In Deutschland zahlen der Millionär und der Hartzer bundeseinheitlich 5 Euro, wenn sie sich dabei erwischen lassen, wie sie über eine rote Fußgängerampel huschen. Für den Millionär ist das ganze wohl nicht mehr als eine bürokratische Belästigung, deren Erledigung ihm zudem wahrscheinlich seine persönliche AssistentIn abnimmt. Der Hartzer hingegen ist immerhin etwa 1,25% seines Monatseinkommens los. Wie ungerecht das alleine schon rein mathematisch ist, zeigt die einfach Prozentrechnung: Ein Einkommensmilionär müsste (nachdem er – nehmen wir es mal entgegen aller Plausibilitäten an – tatsächlich die garantiert nicht mehr als 45% Einkommensteuer abgeführt hat) mindestens 500 Euro Bußgeld bezahlen, um über diese 1,25% des monatlich verfügbaren Einkommens zu kommen: Also in etwa das Hundertfache im Vergleich zum Hartzer.

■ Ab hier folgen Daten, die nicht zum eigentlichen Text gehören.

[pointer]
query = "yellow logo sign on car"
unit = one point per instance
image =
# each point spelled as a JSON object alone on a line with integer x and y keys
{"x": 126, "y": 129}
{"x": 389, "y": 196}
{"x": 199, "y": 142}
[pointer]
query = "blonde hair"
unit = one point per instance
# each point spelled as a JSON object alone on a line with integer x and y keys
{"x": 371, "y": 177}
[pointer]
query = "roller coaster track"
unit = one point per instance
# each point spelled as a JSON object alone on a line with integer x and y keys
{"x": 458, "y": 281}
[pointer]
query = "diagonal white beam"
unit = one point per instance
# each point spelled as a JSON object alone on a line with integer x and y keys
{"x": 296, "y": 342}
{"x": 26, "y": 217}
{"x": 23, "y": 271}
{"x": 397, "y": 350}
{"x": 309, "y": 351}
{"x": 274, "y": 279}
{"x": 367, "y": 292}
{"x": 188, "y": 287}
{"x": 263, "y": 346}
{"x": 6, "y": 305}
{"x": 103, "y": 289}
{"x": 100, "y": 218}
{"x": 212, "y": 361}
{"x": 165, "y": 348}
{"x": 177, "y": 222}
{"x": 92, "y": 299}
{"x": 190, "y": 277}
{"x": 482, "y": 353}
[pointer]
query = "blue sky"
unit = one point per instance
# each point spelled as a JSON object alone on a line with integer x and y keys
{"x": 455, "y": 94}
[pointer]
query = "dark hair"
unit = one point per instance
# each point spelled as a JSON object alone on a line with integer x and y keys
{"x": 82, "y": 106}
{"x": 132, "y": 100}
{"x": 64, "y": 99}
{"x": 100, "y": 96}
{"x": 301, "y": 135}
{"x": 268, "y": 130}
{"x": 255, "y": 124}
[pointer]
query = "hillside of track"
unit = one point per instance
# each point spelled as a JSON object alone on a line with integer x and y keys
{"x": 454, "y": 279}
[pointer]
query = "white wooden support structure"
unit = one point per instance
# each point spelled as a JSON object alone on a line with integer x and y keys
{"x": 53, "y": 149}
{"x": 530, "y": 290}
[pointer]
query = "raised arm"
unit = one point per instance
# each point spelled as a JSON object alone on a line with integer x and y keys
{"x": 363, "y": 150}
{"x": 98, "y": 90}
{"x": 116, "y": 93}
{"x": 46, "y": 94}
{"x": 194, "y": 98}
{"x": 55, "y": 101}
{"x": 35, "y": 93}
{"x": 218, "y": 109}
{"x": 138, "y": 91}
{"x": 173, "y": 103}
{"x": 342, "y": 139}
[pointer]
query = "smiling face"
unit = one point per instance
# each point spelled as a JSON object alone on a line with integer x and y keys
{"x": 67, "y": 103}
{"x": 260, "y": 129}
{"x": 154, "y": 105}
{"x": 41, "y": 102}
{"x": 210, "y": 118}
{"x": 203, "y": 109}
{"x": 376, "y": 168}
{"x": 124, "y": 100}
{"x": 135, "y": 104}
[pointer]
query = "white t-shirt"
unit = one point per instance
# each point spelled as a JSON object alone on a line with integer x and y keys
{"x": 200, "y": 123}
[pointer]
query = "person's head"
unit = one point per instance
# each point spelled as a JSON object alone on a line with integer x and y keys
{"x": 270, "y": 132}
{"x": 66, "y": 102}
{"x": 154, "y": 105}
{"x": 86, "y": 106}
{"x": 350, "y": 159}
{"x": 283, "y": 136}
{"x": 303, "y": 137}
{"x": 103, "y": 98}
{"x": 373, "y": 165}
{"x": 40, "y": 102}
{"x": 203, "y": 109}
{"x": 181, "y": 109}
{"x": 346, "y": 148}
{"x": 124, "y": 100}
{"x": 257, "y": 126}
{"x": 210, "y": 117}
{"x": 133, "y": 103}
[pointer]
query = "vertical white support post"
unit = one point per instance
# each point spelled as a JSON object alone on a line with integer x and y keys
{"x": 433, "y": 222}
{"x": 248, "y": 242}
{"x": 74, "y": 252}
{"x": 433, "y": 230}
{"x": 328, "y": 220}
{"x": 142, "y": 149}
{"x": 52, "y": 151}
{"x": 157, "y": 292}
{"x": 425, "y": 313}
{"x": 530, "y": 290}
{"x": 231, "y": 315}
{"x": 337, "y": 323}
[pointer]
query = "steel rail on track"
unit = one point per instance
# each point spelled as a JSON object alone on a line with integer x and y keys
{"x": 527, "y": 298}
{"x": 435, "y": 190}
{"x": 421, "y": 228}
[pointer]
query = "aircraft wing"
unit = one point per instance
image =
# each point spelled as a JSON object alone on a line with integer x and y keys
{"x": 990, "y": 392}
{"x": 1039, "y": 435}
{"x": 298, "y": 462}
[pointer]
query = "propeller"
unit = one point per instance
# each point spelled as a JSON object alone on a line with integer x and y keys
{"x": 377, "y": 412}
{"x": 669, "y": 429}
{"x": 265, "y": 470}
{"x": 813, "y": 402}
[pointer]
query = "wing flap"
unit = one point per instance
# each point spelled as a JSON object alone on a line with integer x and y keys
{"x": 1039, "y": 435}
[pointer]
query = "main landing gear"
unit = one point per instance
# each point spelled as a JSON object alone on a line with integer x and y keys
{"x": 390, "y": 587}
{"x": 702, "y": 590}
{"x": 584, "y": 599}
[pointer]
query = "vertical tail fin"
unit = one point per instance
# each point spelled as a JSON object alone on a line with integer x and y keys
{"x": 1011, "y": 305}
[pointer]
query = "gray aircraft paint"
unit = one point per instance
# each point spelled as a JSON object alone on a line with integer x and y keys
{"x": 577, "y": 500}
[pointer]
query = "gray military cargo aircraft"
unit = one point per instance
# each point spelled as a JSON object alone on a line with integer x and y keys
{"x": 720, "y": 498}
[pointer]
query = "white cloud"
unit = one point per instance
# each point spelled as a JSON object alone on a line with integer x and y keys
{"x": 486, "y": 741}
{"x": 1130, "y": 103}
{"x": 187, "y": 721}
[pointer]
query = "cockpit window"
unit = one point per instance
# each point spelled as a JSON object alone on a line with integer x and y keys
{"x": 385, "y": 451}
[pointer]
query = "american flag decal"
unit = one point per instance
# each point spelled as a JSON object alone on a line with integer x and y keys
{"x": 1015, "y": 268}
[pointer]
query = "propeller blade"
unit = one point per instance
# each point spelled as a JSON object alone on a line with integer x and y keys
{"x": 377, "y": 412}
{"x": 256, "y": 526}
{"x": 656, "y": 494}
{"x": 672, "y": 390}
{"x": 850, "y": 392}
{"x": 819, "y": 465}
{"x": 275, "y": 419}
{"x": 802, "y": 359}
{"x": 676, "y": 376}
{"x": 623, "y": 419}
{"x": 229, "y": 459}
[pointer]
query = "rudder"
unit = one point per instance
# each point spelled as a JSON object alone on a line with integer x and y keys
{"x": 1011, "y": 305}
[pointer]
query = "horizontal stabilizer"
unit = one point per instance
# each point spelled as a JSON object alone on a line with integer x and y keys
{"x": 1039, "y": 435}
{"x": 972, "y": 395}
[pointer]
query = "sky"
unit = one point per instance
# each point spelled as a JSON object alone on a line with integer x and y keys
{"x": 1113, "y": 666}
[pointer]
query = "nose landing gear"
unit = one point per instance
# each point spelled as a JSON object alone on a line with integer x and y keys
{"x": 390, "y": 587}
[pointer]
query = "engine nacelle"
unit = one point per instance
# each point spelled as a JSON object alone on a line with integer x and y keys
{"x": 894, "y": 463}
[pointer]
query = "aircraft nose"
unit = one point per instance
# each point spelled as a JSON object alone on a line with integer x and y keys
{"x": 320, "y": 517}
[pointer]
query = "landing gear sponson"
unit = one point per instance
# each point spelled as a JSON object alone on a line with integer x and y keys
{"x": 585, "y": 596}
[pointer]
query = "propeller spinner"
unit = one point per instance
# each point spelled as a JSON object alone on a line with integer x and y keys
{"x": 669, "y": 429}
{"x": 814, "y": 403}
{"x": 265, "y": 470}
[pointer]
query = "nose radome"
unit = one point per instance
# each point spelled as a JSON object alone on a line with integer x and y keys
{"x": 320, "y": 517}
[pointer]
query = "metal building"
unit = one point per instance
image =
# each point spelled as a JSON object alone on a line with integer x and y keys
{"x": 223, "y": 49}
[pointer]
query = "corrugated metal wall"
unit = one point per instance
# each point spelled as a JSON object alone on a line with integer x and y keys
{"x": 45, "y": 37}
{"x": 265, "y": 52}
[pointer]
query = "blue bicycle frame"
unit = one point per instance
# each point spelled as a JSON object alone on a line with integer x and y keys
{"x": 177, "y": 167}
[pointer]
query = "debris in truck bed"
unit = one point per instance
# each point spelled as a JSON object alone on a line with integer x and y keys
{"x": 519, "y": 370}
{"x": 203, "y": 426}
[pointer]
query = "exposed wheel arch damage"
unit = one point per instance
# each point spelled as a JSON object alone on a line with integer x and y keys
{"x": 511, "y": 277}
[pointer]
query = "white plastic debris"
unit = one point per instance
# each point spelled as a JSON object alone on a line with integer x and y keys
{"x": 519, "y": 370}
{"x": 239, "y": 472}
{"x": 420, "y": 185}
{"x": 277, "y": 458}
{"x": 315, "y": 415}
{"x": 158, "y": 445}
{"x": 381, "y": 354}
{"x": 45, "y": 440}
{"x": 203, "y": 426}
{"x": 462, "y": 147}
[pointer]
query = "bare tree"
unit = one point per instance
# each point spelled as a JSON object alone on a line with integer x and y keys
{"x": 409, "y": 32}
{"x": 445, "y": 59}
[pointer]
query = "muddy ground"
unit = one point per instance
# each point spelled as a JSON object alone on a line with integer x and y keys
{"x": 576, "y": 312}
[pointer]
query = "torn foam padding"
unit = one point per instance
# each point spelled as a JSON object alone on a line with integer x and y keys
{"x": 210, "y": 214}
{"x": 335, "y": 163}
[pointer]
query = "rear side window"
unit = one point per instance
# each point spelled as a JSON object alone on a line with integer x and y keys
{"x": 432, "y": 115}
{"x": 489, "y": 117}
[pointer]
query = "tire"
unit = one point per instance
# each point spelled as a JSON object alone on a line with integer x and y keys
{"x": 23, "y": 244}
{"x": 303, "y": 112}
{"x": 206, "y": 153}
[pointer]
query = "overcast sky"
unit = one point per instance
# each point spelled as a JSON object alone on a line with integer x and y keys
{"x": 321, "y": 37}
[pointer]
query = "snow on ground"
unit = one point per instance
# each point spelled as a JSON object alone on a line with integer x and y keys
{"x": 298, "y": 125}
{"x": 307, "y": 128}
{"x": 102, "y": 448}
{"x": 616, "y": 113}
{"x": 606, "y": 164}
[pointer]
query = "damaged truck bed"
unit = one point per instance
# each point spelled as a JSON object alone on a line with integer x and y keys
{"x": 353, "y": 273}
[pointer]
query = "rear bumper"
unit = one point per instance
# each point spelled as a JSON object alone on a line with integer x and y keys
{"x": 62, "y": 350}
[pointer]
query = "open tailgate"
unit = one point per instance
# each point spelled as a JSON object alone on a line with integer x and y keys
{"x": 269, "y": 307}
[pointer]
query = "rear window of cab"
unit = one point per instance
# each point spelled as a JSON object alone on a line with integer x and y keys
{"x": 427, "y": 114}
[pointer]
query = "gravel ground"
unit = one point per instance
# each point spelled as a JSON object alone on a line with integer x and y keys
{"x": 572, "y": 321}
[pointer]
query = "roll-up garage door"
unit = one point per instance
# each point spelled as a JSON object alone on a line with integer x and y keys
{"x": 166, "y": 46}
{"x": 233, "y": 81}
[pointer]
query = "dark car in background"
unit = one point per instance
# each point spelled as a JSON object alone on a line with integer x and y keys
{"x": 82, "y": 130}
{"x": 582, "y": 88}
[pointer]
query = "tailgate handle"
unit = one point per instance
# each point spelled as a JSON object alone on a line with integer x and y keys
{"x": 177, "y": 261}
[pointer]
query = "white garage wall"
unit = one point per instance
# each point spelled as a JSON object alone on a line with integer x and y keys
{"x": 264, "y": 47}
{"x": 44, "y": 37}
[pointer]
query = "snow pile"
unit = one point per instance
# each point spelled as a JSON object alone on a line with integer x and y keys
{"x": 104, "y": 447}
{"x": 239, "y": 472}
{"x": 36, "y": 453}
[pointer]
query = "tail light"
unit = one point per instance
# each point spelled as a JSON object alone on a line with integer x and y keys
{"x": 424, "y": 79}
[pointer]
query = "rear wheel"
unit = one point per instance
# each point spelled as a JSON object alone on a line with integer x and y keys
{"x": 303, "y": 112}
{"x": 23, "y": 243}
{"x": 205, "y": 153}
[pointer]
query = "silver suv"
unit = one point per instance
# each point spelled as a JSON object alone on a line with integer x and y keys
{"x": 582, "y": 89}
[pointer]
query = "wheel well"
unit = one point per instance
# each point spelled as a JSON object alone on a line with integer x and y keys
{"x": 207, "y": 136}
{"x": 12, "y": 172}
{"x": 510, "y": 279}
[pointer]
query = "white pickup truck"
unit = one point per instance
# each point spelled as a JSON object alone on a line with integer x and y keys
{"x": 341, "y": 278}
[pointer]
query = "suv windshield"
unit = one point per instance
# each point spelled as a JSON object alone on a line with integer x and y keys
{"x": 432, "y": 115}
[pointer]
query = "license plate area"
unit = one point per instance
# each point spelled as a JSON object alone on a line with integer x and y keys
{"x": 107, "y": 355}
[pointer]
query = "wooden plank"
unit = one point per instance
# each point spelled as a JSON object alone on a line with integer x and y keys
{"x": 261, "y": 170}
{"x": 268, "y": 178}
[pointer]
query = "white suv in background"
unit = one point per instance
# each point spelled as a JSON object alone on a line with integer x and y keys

Dieses Extrembeispiel macht klar, wie unsozial das deutsche Bußgeldsystem ist – vor allem im Verkehr, wo der Bußgeldkatalog die Summen festlegt und von jeder sozialen Staffelung absieht, aber auch bei anderen Ordnungswidrigkeiten. Denn das Gesetz über Ordnungswidrigkeiten (OWiG) eröffnet zwar ausdrücklich die Möglichkeit zur Berücksichtigung der „wirtschaftlichen Verhältnisse des Täters“, aber nur um sie gleich im nächsten Halbsatz durch den unbestimmten Rechtsbegriff der Geringfügigkeit wieder zurückzunehmen:

Grundlage für die Zumessung der Geldbuße sind die Bedeutung der Ordnungswidrigkeit und der Vorwurf, der den Täter trifft. Auch die wirtschaftlichen Verhältnisse des Täters kommen in Betracht; bei geringfügigen Ordnungswidrigkeiten bleiben sie jedoch in der Regel unberücksichtigt. (§ 17 Abs. 3 OWiG)

Die (Möchte-gern-)Klassenkumpanei zwischen Richter und Täter erledigt dann den Rest im Rahmen des Auslegungsspielraums. Der Klassencharakter eines solchen Bußgeldsystems ist klar: Disziplinierung der unteren Chargen bei – aber wirklich nur – formaler Gleichheit vor dem Gesetz. Für den Reichen erscheinen die Bußgelder wie geringfügige Gebühren, die er entrichten kann, um sein ordnungswidriges Handeln sanktioniert (im doppelten Sinne von bestraft und erlaubt) zu bekommen.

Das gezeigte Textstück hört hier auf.